Essays in Macroeconomic Theory

Essays in Macroeconomic Theory
Author: Antoine Camous
Publisher:
Total Pages: 114
Release: 2015
Genre: Fiscal policy
ISBN:

This thesis investigates the design of appropriate institutions to ensure the good conduct of fiscal and monetary policy. The three chapters develop theoretical frameworks to address the time-inconsistency of policy plans or prevent the occurrence of self-fulfilling prophecies. Time-inconsistency refers to a situation where preferences over policy change over time. Optimal policy plans are not credible, since agents anticipate the implementation of another policy in the future. This issue is particularly pervasive to monetary policy, since nominal quantities (price level, interest rates, etc.) are very sensitive to expected policies, but predetermined to actual policy choices.
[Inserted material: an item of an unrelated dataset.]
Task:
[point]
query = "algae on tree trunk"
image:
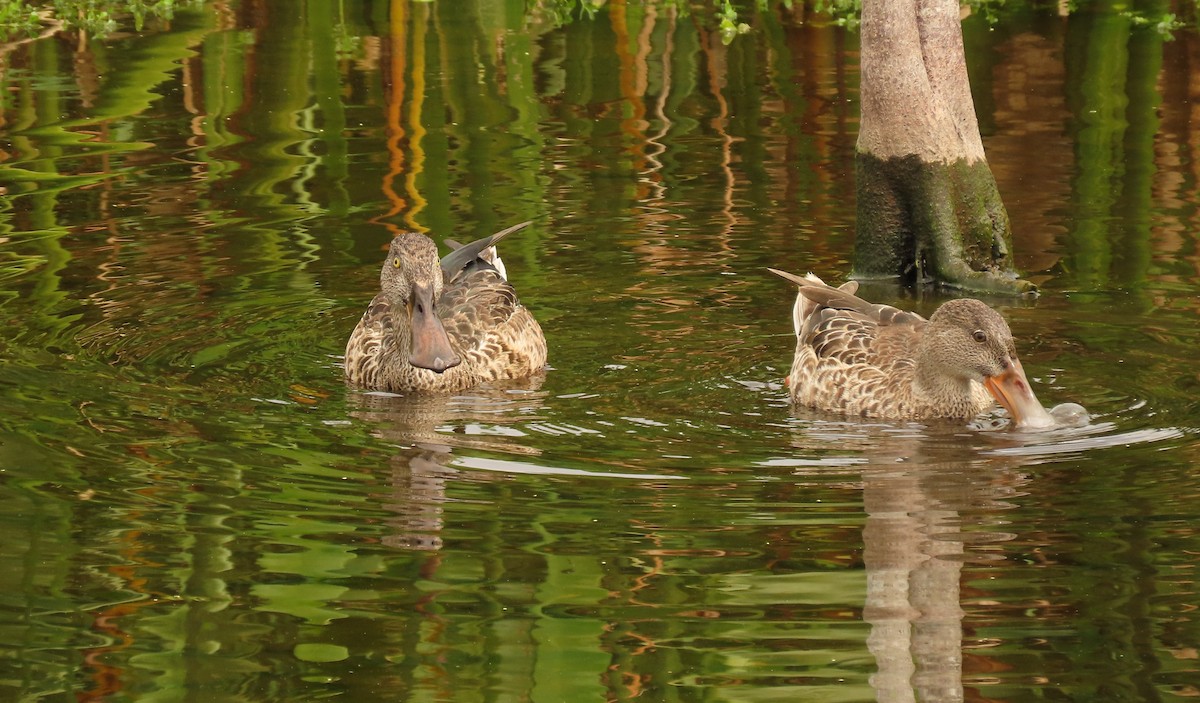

The first chapter investigates how fiscal policy can mitigate the inflation bias of monetary policy in an economy with heterogeneous agents. Whenever there is a desire for redistribution, progressive fiscal helps to implement a policy mix less biased toward inflation. Importantly, even the richest supports some fiscal progressivity, since over their life cycle, they benefit from a more balanced policy-mix. A self-fulfilling prophecy, or coordination failure, refers to a situation where a more desirable economic outcome could be reached, but fail to be, by the only effect of pessimistic expectations. Self-fulfilling debt crises are a classical example: pessimistic investors bid down the price of debt, which increases the likelihood of default, which in turn justifies the initial decrease in price. The second chapter, co-authored with Russell Cooper, asks whether monetary policy can deter self-fulfilling debt crises. The analysis shows how a counter-cyclical inflation policy with commitment is effective in doing so. Importantly, it can be implemented without endangering the primary objective of monetary policy, to deliver an inflation target for instance. The third chapter, co-authored with Andrew Gimber, revisits the classic Laffer curve coordination failure: taxes could be low, but they are high because agents anticipate high tax rates. In a dynamic environment with debt issuance, the multiplicity of equilibria critically depends on inherited debt. At high levels of public debt, fiscal policy is pro-cyclical: taxes increase when output decreases, and self-fulfilling fiscal crisis can occur. Overall, this chapter sheds light on the perils of high level of public debt.